Bunu kendi onuru çiğnenmiş bir Katharina Blum olarak, gerçekten Soner için de arzu ediyorum...

Onun suçsuz çıkmasını ve beraat etmesini Tanrı’dan diliyorum...

İçimden, kalbimden ve ruhumdan...

Eyyam yapmadan, oportunistleşmeden...

Yalandan ve riyadan değil, gerçekten ve insanlıktan...

Çiğnenen onurların yarattığı dramı, ancak onurları çiğnenmeye çalışılmış olanlar bilirler çünkü...


*****


SONER BENİM İÇİN BİR MUSTAFA BALBAY DEĞİL...

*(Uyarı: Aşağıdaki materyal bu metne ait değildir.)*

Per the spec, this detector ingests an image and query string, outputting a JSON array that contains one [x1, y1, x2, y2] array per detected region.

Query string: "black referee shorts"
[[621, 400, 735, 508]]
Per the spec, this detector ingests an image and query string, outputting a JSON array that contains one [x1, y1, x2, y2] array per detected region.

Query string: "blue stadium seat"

Soner meselesinin düşündürdükleri:

Soner’den ağzı yanan meslektaşlara: “Size yapılan haraket ve iftira başka, tutuklanma nedeni başkadır...

Size yaptıklarından dolayı ‘Tutuklayın Soner’i diyemezsiniz...”

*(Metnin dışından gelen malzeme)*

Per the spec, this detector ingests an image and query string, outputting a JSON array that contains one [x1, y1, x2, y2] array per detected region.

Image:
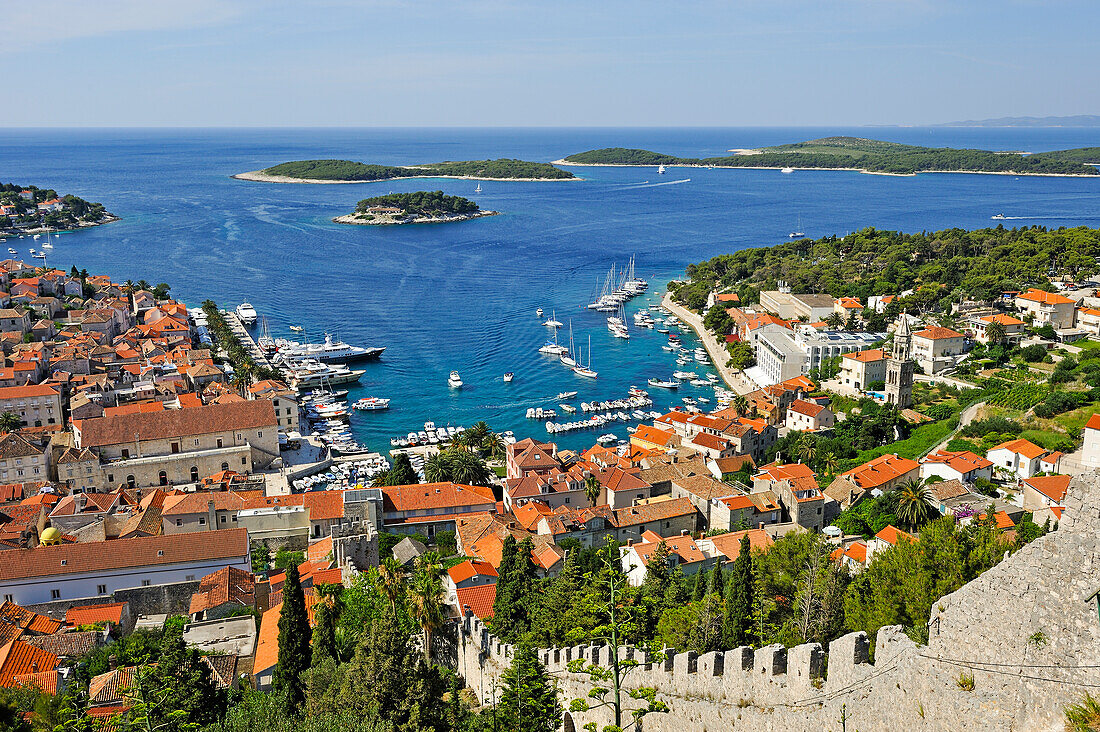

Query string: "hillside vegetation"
[[262, 158, 574, 181], [672, 225, 1100, 311], [563, 137, 1100, 175], [355, 191, 479, 216]]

Çünkü tutuklayanlar şimdilik size yaptıklarındar dolayı tutuklamış gözükmüyorlar...


***


Eğer Soner ve arkadaşları “bir talimat alarak, bir itibarsızlaştırma operasyonunun parçası olarak bu yazıları ve haberleri yayınlamışlarsa” bunu kanıtlama işi savcınındır...

Eğer öyleyse sizin haysiyetinize yapılan saldırıyla, tutuklama nedeni birleşir...

Aksi halde ortada geçerli bir neden yoktur...


***


Soner’den bir muhalif kahraman yaratmaya çalışan meslektaşlara:

“Siyasi muhalefet, eğer kişisel itibarsızlaştırmalar, özel meseleler, insan onurunu ayaklar altına alan satırlarla eklemlenmişse, ona sadece siyasi muhalefet olarak bakılmaz...

Soner muhaliftir ve bir muhalif olarak, sonuna kadar basın özgürlüğünün sınırları içinde mesleğini yapmalıdır...”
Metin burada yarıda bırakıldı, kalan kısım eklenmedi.